Cumhurbaşkanı Erdoğan, öğretmenliğin ilk atamadan emekliliğe kadar her aşamasında tahammül, sabır, özveri ve adanmışlık isteyen saygın bir meslek olduğunu belirtti.

Kurasını çekecekleri genç öğretmenlerin yeni bir kariyere başlamanın yanında, emekliliğe kadar sürecek, zorlu olduğu kadar ulvi bir mesleğe de adım attıklarına işaret eden Erdoğan, sözlerini şöyle sürdürdü:

"Öğretmenlik mesleğini, diğer kamu görevlerinden ayıran en önemli vasfı malzemesinin de meyvesinin de insan olmasıdır. Öğretmen, kendisine emanet edilen, cevher olan öğrencisini büyük bir sabırla, şefkatle, merhametle işleyen mücevher ustasıdır. Öğretmen, öğrencisine sadece bilgi aktarmaz, aynı zamanda onun fikrini değiştirir, ufkunu genişletir, hayata ve kendisine yönelik bakış açısını tıpkı bir kuyumcu titizliğiyle ilmek ilmek dokur, işler, tekemmül ve inkişaf ettirir. Bu gerçeği merhum Nurettin Topçu, Büyük İskender ve hocası Aristo örneğinden hareketle bakınız nasıl açıklıyor: 'Babam beni gökten yere indirdi, hocam beni yerden göğe çıkardı'. Evet, öğretmenin, insanın kişilik ve kimlik inşasına etkisi tam olarak budur. Hayatta öyle meslekler vardır ki insan maaşını alır, ücretini alır; karşılığında bir işi, görevi yerine getirir ve böylece sorumluluktan kurtulur fakat öğretmenlik böyle bir meslek değildir. Öğretmen öğrencisine kimi zaman annelik yapar, kimi zaman babalık, kimi zaman da arkadaşlık eder. Öğretmen bu yönüyle öğrencisinin, geniş ailesinin bir üyesidir. Okul nasıl ki millet kültürünün, millet ruhunun bayrağı ise öğretmen de bu ruhun bayraktarıdır."
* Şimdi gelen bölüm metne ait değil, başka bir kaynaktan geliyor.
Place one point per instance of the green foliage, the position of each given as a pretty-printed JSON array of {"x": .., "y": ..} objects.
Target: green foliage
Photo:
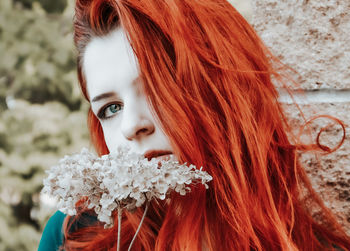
[
  {"x": 48, "y": 5},
  {"x": 36, "y": 137},
  {"x": 38, "y": 57},
  {"x": 42, "y": 114}
]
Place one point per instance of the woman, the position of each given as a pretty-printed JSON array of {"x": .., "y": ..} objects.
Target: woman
[{"x": 191, "y": 78}]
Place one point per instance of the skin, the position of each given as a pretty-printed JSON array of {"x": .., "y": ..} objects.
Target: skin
[{"x": 117, "y": 98}]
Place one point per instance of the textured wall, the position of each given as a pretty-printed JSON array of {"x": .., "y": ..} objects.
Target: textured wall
[{"x": 313, "y": 37}]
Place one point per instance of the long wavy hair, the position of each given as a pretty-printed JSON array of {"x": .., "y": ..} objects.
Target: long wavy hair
[{"x": 207, "y": 76}]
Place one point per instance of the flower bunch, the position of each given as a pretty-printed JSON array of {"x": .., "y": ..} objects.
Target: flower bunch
[{"x": 120, "y": 180}]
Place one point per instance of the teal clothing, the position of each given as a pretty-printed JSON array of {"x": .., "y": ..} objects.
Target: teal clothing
[{"x": 52, "y": 237}]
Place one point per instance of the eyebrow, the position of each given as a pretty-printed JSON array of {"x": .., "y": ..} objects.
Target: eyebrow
[{"x": 103, "y": 96}]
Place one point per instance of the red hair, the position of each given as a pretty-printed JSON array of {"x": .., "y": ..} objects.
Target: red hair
[{"x": 208, "y": 78}]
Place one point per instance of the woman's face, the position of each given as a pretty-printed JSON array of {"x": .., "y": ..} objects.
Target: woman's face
[{"x": 117, "y": 98}]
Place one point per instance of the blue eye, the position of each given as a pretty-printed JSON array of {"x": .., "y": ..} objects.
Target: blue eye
[{"x": 109, "y": 111}]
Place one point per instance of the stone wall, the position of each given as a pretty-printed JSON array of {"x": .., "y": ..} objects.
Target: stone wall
[{"x": 313, "y": 37}]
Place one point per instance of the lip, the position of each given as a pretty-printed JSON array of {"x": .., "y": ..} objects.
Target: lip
[{"x": 156, "y": 153}]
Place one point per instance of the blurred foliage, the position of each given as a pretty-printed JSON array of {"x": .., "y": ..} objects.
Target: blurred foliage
[
  {"x": 38, "y": 57},
  {"x": 42, "y": 114},
  {"x": 48, "y": 5}
]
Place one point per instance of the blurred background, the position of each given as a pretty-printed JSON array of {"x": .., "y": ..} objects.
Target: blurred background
[{"x": 42, "y": 113}]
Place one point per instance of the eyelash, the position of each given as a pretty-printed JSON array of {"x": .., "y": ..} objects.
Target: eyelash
[{"x": 102, "y": 112}]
Salondaki ve ülkenin dört bir yanındaki tüm öğretmenlerin görevlerini bu yüksek şuurla, yüksek mesuliyet bilinciyle yerine getirdiklerine ve getireceklerine yürekten inandığını vurgulayan Erdoğan, "Şunu bilmenizi isterim. Öğretmenlerimiz ilim, irfan, hikmet ve ahlak meşalesini ellerinde gururla taşıdıkça -Allah'ın izniyle- Türkiye'nin yolu da ufku da sonuna kadar açıktır. Siz bu ruha sahip çıkarsanız, önümüz inşallah aydınlık olacaktır." diye konuştu.

Cumhurbaşkanı Erdoğan, teknolojinin hayatı çepeçevre kuşattığı, ülkelere, toplumlara ve bireylere istikamet çizdiği bir çağda yaşandığını hatırlattı.

Teknoloji ve dijitalleşmenin hayata getirdiği kolaylıkları kimsenin inkâr edemeyeceğini, daha önce saatler, günler süren pek çok işi bugün cep telefonlarına yüklenilen bir uygulama sayesinde saniyeler içinde yapılabildiğini belirten Erdoğan, şunları kaydetti:

"Dünyanın en ücra köşesindeki hadiseleri anbean takip edebiliyor, fiziken bir araya gelmenin mümkün olmadığı farklı kültürden insanlarla diyalog kurabiliyor, hatta dostluk, arkadaşlık, iş ortaklığı geliştirebiliyoruz. Son dönemde yapay zekâ devrimiyle birlikte teknolojideki değişim artık baş döndürücü boyutlara ulaştı. Sonunu kimsenin öngöremediği bir belirsizliğe doğru insanlık olarak hızla yol alıyoruz. Buna karşı direnmek, bunun dışında kalmak sizin de bildiğiniz gibi mümkün değil. Peki, ne yapabiliriz? Akıntıya karşı kürek çekemeyeceğimize göre, bunu doğru yönetebiliriz, ülkemiz ve milletimizin menfaatleri istikametinde doğru yönlendirebiliriz. Teknolojinin sağladığı imkânlardan azami derecede istifade ederken, aynı zamanda zararlı yönlerini minimalize etmek bizim elimizdedir. Bunun yolu ise çocuklarımıza dijital okuryazarlık ve farkındalık eğitimi vermekten geçiyor. Sadece yasaklayarak bir netice alınamayacağını hepimiz biliyoruz.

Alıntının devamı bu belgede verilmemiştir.